A remoção de material feita por impulsão
ou tração de vagonetes sobre trilhos, por carro de mão ou quaisquer aparelhos
mecânicos será permitida ao menor (art.390 § único c/c § 5º 405
CLT).
O empregador deve proporcionar tempo suficiente ao ao adolescente para que
este possa freqüentar aulas (art. 427 CLT).
É
lícito ao menor de 18 anos firmar recibo de pagamento dos salários,
tratando-se porém, de rescisão do
contrato de trabalho, é vedado ao menor de 18 anos, sem assistência de seus
responsáveis legais, quitação ao empregador pelo recebimento da indenização
que lhe for devida. Contra menores de 18
anos não corre nenhum prazo de prescrição. (art.440 da Consolidação das Leis do
Trabalho (CLT).
Empregado
rural é a pessoa física que, em propriedade rural ou prédio rústico, presta
serviço de natureza não-eventual a empregador que explore atividade
agroeconômica, sob dependência deste e mediante salário. É disciplinado pela
Lei 5.889/73. O art. 7º caput, da
CF expandiu os direitos dos rurais equiparando-os aos dos trabalhadores urbanos.

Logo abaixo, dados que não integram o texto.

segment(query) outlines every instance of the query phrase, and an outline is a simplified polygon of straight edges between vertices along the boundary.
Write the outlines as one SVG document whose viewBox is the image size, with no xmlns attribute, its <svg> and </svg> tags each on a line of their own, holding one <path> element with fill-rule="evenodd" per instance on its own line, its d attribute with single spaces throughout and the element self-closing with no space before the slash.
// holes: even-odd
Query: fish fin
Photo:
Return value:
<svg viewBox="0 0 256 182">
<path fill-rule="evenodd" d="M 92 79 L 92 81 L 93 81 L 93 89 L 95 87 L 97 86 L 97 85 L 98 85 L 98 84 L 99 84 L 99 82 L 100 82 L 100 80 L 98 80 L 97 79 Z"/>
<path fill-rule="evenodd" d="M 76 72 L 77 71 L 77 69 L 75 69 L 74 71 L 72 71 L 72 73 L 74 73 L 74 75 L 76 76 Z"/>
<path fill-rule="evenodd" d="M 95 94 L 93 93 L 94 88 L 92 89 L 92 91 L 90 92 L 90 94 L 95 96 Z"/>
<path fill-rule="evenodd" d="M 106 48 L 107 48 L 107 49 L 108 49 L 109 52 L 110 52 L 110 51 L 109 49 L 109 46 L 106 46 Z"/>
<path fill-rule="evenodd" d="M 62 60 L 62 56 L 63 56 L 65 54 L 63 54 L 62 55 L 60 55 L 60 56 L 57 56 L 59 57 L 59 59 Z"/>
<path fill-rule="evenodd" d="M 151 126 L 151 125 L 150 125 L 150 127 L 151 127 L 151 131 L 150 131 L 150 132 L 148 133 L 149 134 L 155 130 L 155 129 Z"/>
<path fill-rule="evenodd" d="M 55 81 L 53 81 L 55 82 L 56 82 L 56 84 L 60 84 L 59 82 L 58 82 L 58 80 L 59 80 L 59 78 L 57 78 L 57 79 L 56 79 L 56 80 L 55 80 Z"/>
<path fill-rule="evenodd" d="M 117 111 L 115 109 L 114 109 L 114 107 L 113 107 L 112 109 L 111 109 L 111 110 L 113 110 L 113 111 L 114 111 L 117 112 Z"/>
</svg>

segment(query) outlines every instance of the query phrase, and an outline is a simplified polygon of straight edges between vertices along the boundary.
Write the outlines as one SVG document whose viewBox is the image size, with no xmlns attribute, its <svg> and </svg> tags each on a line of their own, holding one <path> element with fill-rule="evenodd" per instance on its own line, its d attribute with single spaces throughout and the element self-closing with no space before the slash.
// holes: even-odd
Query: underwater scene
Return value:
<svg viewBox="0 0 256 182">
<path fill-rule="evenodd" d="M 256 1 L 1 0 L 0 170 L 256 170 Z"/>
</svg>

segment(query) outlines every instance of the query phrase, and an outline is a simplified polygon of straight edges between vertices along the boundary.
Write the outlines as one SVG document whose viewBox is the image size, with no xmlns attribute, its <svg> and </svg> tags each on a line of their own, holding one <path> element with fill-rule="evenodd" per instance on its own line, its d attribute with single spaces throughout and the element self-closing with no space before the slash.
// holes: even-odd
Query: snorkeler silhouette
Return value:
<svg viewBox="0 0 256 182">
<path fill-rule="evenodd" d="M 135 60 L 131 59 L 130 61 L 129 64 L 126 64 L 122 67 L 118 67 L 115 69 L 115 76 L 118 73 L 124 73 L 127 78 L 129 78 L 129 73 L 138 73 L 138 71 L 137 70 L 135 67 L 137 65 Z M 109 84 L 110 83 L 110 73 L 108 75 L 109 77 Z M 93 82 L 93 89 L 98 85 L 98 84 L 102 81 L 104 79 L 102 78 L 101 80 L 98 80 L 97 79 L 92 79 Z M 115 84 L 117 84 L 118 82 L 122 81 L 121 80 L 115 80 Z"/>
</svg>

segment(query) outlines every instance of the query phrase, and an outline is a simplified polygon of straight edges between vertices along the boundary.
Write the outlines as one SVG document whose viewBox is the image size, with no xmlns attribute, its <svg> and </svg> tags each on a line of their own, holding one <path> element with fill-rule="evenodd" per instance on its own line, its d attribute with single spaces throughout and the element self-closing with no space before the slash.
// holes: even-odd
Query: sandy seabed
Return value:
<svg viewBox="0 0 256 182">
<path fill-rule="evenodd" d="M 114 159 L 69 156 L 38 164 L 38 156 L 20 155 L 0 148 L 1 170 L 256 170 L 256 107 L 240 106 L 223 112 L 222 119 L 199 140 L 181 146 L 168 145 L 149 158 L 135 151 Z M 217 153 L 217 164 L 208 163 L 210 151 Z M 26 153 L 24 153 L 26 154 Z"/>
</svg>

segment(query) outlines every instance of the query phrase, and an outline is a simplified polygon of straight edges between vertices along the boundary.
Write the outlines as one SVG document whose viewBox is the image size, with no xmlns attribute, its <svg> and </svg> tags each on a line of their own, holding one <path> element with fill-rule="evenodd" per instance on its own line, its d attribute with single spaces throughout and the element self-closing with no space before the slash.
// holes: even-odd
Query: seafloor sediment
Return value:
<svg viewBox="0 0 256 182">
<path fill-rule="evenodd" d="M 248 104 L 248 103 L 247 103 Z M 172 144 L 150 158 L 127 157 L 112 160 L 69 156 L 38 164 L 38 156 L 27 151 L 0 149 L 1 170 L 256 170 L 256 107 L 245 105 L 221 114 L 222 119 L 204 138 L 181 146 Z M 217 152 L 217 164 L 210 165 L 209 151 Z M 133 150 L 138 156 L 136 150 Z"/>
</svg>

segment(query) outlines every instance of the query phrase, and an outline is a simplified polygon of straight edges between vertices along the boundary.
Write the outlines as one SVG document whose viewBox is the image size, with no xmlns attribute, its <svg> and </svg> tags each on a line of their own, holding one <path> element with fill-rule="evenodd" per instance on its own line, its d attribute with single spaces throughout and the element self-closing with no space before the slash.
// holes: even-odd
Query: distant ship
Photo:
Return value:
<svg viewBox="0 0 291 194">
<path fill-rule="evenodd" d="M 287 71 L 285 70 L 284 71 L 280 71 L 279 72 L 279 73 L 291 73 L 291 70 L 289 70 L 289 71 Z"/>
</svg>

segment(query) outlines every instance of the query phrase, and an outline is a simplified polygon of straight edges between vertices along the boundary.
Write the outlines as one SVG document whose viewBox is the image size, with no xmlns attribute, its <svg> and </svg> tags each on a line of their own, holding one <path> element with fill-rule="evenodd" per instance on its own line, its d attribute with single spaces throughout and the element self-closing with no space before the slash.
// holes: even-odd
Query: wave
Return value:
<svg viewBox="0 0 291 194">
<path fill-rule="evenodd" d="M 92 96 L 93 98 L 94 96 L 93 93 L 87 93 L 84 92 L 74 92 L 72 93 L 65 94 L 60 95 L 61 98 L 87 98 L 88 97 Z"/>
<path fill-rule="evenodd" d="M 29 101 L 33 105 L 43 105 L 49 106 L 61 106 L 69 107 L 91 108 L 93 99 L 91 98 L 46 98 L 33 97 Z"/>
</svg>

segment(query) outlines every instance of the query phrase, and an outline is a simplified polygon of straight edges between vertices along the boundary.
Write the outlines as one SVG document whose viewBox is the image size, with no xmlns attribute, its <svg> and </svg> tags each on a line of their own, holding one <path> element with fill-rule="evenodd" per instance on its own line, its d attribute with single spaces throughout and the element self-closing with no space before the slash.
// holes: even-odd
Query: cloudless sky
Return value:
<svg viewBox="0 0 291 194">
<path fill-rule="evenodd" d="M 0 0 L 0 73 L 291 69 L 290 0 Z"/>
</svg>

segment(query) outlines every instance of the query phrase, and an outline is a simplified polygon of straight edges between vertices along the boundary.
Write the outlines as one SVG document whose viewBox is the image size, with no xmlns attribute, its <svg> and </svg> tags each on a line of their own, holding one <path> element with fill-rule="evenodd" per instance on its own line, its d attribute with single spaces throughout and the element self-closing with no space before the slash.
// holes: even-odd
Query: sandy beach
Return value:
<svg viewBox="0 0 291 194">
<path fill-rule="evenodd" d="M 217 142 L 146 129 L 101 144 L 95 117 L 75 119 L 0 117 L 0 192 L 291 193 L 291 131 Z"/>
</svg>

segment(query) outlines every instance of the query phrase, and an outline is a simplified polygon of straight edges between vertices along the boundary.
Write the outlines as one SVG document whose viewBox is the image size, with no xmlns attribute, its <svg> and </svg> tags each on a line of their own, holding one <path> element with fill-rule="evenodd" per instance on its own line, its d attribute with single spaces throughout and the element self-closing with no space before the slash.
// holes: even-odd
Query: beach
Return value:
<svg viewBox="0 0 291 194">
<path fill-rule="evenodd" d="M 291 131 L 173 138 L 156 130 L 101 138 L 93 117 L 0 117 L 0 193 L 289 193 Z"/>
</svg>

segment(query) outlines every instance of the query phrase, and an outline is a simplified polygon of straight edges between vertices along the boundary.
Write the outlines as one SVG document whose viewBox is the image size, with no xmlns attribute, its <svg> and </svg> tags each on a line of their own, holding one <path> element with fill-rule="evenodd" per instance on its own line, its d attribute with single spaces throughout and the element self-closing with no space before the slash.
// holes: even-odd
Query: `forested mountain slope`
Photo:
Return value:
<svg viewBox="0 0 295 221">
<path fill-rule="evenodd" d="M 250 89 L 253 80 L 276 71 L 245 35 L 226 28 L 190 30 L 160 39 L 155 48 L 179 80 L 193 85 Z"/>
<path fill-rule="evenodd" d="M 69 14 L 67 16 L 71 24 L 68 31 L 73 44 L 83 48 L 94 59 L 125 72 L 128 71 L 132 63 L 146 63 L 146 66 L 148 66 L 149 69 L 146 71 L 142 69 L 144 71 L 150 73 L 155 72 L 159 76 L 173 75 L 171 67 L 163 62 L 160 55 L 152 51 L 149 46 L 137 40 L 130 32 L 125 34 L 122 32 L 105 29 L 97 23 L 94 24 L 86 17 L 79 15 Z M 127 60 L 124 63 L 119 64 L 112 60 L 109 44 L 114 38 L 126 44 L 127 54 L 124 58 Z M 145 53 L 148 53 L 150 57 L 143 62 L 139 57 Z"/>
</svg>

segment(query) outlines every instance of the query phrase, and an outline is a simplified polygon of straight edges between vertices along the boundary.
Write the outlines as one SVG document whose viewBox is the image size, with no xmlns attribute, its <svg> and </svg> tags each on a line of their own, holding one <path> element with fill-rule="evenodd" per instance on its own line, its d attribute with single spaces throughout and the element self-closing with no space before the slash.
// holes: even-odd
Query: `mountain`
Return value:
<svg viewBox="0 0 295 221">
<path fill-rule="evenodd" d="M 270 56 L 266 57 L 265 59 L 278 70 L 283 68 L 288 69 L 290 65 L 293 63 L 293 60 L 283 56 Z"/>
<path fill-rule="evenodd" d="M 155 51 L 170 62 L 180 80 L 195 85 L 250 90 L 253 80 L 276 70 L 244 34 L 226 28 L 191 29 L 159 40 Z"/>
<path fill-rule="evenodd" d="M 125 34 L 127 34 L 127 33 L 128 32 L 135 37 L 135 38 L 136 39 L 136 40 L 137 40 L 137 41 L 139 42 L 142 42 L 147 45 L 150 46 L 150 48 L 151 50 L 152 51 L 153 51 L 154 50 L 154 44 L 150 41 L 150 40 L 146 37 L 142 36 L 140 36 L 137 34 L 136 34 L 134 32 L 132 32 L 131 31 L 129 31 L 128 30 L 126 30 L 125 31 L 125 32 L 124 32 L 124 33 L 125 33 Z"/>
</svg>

São regidos pelo Direito Civil regime de parceria agrícola e meação. Porém a
Jurisprudência tem entendido que se o
contrato de parceria ou meação estiver desvirtuado, havendo subordinação,
estará configurada a relação empregatícia. O adicional noturno do trabalhador
rural é de 25% sobre a remuneração normal do empregado rural (art.7º§
único CF ).
A hora noturna
do trabalhador rural equivale à diurna justificando os 25% (adicional por horas
noturnas).
Para
o trabalhador rural e na lavoura o horário noturno é entre 21 h e 5 h e para os
trabalhadores da pecuária é entre 20h e 4horas.